É também evidente que esse não é somente, e tão somente, a causa do sofrimento e da problemática existencial, mas, ao meu ver, parece ser um dos cernes, um dos grandes motivos desse acontecimento, não é como se uma mudança da sociedade ou até mesmo o abandono das estruturas sociais e do estado fosse resolver a problemática existencial e a problemática do sofrimento. Para não se indagar acerca do sofrimento o indivíduo teria que estar sempre em êxtase, e aí faria-se outra pergunta, tão crucial quanto esta: “qual o sentido da felicidade?”. O prazer absoluto e a tristeza absoluta não são possíveis pois, como sabemos, “o homem são é aquele que está em crise” como aponta Freud. Felicidade e sofrimento existem e são a realidade. Nesse parágrafo só procuro dizer que: o que se pretende discutir aqui não são teorias estatais nem nada a respeito. Por que sofremos, por que temos crises existênciais? por que nos perguntamos qual o sentido da vida? Essas são as perguntas as quais o ensaio pretende refletir.
Acontece que somos um Dasein, um ser-aí, um ser-no-mundo(sim, eu disse que não pretendia recorrer a Heidegger no começo, porém cá estou, falando sobre aquilo o que piamente convém à Heidegger), assim que vinhemos ao mundo não temos conhecimento dele, ou de sua totalidade de modo que a vida é uma incansável associação e apreensão do mundo. Somos um Ser, derrepente jogados ao mundo sem saber o que ele é e o que devemos fazer nele e aí começamos a apreender e quando finalmente achamos que conhecemos alguma coisa sobre o mundo no qual fomos jogados então morremos.

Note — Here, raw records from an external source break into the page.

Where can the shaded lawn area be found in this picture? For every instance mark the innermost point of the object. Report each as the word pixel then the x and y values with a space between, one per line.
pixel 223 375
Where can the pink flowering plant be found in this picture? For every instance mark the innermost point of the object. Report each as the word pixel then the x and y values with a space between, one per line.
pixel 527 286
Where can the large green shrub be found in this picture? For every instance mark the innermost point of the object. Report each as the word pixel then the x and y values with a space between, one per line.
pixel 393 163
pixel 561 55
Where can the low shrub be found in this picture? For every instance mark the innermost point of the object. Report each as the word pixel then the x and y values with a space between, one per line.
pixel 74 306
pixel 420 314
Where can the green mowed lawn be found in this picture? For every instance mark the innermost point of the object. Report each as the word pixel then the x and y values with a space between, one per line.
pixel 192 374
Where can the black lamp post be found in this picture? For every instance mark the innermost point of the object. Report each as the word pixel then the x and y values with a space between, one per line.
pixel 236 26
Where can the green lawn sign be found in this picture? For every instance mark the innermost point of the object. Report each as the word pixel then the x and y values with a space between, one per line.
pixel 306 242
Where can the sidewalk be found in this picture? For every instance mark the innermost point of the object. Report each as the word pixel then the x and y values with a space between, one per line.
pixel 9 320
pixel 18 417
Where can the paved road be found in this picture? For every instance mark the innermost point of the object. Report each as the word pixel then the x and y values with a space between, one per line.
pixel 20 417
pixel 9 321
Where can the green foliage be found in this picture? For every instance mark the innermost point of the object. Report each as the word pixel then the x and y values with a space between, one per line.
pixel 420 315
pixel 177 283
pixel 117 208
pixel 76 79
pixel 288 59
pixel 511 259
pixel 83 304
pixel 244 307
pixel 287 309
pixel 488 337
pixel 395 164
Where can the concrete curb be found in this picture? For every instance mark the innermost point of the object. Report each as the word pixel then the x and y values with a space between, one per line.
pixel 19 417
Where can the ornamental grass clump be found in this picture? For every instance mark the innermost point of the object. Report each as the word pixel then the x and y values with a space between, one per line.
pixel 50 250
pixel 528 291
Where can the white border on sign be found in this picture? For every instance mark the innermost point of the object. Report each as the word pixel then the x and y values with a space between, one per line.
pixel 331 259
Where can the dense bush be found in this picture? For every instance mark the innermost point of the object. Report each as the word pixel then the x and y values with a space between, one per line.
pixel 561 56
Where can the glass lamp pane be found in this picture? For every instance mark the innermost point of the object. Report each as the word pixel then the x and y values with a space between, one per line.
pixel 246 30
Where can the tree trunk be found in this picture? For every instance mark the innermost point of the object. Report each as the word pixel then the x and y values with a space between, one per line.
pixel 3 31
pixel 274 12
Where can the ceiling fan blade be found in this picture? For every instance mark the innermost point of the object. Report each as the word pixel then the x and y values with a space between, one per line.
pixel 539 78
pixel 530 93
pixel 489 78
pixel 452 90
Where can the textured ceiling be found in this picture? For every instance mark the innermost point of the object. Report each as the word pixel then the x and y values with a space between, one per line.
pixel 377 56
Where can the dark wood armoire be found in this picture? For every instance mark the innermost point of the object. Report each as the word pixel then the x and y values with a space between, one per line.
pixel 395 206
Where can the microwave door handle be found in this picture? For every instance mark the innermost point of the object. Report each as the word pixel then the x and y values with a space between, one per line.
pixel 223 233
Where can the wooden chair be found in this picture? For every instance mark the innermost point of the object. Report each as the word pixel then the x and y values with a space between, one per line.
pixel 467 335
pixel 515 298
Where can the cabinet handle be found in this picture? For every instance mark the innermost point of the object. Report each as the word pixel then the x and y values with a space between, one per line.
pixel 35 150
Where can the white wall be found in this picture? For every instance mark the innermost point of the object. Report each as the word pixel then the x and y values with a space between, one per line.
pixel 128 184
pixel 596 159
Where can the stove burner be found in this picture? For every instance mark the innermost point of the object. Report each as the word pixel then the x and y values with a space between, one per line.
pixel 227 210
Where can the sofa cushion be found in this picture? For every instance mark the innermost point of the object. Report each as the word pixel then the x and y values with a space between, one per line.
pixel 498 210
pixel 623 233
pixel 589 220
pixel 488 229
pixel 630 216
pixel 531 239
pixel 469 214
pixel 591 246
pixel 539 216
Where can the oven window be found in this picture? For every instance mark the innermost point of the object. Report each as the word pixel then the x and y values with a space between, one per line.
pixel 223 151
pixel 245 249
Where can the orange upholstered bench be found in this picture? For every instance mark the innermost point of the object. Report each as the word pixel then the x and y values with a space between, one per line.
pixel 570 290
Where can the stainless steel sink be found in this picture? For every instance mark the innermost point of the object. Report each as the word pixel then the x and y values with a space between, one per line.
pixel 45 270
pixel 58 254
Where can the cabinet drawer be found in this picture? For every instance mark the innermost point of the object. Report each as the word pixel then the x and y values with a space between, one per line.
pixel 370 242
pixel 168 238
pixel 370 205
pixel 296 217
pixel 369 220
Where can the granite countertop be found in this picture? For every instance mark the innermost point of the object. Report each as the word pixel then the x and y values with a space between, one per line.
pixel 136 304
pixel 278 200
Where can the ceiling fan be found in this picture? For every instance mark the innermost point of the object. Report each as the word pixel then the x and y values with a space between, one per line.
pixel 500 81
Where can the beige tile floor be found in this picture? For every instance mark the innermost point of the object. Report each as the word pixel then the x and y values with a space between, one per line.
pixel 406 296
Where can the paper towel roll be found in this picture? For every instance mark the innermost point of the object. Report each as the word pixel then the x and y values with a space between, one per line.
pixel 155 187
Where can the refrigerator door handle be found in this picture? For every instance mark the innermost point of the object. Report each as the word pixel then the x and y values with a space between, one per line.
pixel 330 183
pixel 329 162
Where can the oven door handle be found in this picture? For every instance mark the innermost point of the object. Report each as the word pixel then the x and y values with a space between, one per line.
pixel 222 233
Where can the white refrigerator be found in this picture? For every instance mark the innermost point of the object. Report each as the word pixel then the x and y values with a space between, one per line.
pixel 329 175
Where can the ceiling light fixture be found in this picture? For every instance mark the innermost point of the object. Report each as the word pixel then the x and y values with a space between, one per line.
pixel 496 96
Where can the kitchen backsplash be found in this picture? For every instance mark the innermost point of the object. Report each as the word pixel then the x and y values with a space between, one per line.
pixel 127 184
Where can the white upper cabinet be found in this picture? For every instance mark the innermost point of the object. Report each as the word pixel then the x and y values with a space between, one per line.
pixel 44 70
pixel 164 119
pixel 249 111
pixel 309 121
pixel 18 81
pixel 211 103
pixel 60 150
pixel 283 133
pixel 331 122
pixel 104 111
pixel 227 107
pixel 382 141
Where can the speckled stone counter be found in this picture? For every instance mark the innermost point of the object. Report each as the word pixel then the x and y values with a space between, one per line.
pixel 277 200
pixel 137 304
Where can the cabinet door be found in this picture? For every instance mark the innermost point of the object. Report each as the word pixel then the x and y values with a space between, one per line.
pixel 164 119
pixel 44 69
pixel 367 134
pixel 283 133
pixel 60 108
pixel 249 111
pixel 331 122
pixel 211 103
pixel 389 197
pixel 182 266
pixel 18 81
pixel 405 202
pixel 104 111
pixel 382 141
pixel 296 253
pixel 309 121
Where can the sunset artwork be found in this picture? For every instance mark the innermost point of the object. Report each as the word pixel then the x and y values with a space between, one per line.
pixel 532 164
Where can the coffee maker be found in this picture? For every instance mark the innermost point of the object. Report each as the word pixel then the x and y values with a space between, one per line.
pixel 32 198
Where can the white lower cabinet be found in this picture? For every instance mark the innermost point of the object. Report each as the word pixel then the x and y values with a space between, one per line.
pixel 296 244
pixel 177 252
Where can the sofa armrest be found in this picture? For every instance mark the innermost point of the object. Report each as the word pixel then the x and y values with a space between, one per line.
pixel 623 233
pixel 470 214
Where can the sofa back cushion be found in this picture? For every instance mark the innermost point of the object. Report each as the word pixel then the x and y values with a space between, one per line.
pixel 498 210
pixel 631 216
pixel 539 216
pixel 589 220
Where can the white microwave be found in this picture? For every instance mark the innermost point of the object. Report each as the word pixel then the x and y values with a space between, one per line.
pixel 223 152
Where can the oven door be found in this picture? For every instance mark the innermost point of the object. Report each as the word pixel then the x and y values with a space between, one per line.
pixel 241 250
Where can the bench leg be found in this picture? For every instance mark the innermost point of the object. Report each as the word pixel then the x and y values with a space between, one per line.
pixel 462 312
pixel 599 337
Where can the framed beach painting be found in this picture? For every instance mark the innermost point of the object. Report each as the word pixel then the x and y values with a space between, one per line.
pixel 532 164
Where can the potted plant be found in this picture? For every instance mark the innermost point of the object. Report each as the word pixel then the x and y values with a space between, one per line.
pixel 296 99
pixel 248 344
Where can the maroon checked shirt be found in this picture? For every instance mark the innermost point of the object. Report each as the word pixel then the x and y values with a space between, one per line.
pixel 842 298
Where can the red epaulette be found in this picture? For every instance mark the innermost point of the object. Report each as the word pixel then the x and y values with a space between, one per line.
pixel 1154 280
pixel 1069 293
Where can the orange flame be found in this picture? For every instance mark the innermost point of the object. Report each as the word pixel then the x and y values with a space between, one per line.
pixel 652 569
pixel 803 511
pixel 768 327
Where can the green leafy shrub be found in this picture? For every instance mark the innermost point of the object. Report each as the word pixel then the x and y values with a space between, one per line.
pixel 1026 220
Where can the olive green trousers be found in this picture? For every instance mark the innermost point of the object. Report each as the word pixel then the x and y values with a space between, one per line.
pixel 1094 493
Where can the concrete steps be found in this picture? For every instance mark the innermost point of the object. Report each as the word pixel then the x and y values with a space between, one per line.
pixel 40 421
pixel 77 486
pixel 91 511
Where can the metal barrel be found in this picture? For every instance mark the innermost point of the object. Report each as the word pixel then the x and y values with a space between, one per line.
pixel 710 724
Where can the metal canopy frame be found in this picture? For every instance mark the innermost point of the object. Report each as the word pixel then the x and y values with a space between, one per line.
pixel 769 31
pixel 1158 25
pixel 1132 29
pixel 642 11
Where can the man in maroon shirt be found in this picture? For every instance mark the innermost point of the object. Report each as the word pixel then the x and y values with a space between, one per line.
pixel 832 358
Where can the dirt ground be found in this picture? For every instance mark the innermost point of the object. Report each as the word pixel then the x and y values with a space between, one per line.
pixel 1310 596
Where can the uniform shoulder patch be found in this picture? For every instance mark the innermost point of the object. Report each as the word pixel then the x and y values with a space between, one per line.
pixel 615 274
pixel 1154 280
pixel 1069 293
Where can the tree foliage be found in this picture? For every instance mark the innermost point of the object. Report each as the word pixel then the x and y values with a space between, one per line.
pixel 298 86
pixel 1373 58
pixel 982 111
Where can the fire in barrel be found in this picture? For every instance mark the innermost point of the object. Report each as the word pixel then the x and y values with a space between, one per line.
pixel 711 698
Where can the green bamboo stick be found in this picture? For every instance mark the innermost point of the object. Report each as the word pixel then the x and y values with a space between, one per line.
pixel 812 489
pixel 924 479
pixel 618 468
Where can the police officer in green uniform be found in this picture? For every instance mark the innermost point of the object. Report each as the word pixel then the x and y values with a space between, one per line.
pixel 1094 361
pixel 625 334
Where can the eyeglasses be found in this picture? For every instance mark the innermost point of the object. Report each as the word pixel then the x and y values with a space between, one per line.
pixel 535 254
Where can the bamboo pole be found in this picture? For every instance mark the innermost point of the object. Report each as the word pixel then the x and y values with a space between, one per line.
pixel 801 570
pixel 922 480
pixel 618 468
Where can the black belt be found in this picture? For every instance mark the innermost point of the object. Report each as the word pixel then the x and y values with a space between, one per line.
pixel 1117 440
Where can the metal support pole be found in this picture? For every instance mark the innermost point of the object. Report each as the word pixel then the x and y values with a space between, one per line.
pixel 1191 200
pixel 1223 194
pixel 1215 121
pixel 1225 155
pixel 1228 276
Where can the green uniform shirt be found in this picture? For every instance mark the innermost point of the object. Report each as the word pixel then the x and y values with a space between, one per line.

E nisso a sociedade nada ajuda, a ciência nada ajuda, nós, na verdade somos incubidos a não pensar nas questões fundamentais sobre a existência, seu sentido, sua finalidade e muitos, a maioria de nós, morre sem ter ideia do porque, um dia, veio a este mundo. Deveriamos viver em nome de uma Vida Autêntica, digo, deveriamos pensar em nós e naquilo o que convém à nossa existência e bem-estar e não a coisas tão extremamente extrínsecas e inconvênias como pagar as contas, ou arrumar um emprego, deveriamos viver para nós e por nós, e aí sim a problemática da existência se amenizaria. Passamos nossa vida toda se preocupando com coisas das quais não deveriamos nos preocupar, nos sujeitamos a um modelo tão irracional de vida que sobra pouco, tão pouco tempo para pensarmos em nós mesmos e eu diria que em muito, é por isso que nos preocupamos tanto com o sentido de nossas vidas. Nos preocupamos com o sentido de nossas vidas por que, atualmente, ele não nos pertence, e é difícil alcançá-lo ou construí-lo e é aí que vem o sofrimento, não falo aqui do sofrimento generalizado, não de qualquer sofrimento como o sofrimento da dor física por exemplo, mas falo do sofrimento existencial, a angústia do Ser, a angústia de “ser”.
Conclusão.
“Por que nós nos questionamos sobre qual o sentido da vida?” porque estamos insatisfeitos com a mesma, somente aquele que está insatisfeito com a existência questiona a finalidade da mesma, o indivíduo que pergunta-se qual o sentido da vida está, mesmo que minimamente, em um sofrimento ou inquietude existencial. “Qual o sentido do sofrimento(existencial)?” Pode-se dizer que sofremos com a problemática da existência por que a totalidade da nossa vida não nos pertence de modo que não vivemos para nós mesmos nem somos encorajados para tal, a maioria de nós vive uma vida inautêntica onde o sentido da vida, pré-estabelecido pela sociedade, não visa a felicidade ou satisfação do indivíduo, e sim a perpetuação do estado e de suas estruturas.
Epílogo.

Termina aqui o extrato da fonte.